Iniziamo dalle AFT. La loro individuazione, di fatto, non darà grossi problemi, perché le AFT sono raggruppamenti di 20/30 MMG per 30mila abitanti, che mettono in condivisione i propri pazienti per la presa in carico e il monitoraggio e il controllo della continuità assistenziale. Centrale, ovviamente, perché questo possa avvenire, è che l’integrazione venga garantita dalla rete ICT e dall’interoperabilità a fronte anche dei diversi software oggi in uso da parte dei MMG.
Tuttavia, questo non vuol dire che non vi siano ostacoli nella loro realizzazione, che, a mio parere, sono per lo più di natura culturale. E’, infatti, necessario, che tra i MMG riuniti in AFT si stabiliscano protocolli comuni di comportamento come anche che si accetti la maggiore trasparenza che questo processo mette in moto.
Sarebbe stato meglio, vista anche l’esperienza di altri progetti di natura aggregativa avviati in passato, sostenere questo nuovo processo riorganizzativo partendo dal basso sulla base delle reali risorse “culturali” disponibili e su questa base agire in modo progressivo, allargando ulteriormente la rete fino ad arrivare all’obiettivo, che prevede per l’Italia la creazione di circa 20mila AFT.

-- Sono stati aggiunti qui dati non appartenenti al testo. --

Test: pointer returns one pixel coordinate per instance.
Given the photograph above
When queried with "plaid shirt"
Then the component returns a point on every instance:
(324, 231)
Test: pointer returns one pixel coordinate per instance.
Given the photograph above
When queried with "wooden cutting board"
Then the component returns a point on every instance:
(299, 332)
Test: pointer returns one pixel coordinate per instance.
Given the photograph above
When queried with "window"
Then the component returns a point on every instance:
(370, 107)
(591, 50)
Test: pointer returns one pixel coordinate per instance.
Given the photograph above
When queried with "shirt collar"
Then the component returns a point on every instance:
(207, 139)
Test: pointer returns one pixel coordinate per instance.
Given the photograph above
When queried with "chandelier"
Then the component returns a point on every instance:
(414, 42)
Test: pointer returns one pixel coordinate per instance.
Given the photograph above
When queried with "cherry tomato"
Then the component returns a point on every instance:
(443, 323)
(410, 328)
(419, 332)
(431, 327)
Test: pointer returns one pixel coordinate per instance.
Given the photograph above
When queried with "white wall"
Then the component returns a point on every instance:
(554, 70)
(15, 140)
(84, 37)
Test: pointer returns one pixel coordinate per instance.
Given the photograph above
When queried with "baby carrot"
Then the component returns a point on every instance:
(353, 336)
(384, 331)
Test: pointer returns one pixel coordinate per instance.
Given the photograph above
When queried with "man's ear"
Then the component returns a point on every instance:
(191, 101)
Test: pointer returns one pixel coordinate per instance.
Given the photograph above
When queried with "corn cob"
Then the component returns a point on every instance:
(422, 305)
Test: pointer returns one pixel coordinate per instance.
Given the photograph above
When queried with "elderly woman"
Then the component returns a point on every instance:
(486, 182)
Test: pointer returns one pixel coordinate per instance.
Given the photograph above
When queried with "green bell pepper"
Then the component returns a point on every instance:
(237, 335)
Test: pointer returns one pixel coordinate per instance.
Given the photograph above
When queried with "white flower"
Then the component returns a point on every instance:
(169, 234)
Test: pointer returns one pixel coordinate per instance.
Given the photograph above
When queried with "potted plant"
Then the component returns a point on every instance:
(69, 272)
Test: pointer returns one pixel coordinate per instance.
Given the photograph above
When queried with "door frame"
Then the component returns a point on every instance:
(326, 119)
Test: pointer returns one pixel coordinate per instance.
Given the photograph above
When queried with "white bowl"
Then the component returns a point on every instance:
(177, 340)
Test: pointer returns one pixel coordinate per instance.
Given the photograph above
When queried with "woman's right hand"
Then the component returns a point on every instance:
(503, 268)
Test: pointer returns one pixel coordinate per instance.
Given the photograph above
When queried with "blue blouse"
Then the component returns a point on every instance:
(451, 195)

Per quanto riguarda, poi, le UCCP, invece, gli ostacoli, a mio parere sono rilevanti. Le UCCP sarebbero anche luoghi in cui erogare le prestazioni prescritte dai MMG riuniti in AFT. Oltre al problema logistico-strutturale di individuare degli ambienti che siano idonei ad ospitare le UCCP, all’interno delle quali saranno presenti operatori amministrativi, medici, specialisti e infermieri, la vera criticità è l’assegnazione del personale.
Per mettere le UCCP a regime sul territorio nazionale saranno necessari almeno 10mila infermieri. Ci sono queste risorse?
In questo momento, le uniche regioni che possono dichiararsi vicine al modello di riorganizzazione territoriale previsto dal Patto della Salute sono la Toscana e il Veneto. Per il resto immagino notevoli difficoltà sia perché il nuovo modello organizzativo va in conflitto con quanto già realizzato in alcune regioni (vedi la Lombardia) sia perché molte sono ancora le Regioni in piano di rientro e a budget ridottissimo.
Insomma, la chiave di volta sarà l’adozione di un modello organizzativo efficace?
Si. Se si adotterà un modello organizzativo chiaro e attento alle singole realtà territoriali, la riorganizzazione della rete assistenziale prevista dal Patto della Salute potrà sicuramente portare risparmi. Ad esempio, i costi per la specialistica sarebbero certamente ridotti, perché la gran parte degli esami sarebbe svolta all’interno delle UCCP, dove anche maggiore sarebbe il controllo interno. Se il modello organizzativo, invece, è poco coerente e non adeguato negli indirizzi di scelta, anche tecnologica – si pensi all’ICT – si rischia una spesa maggiore.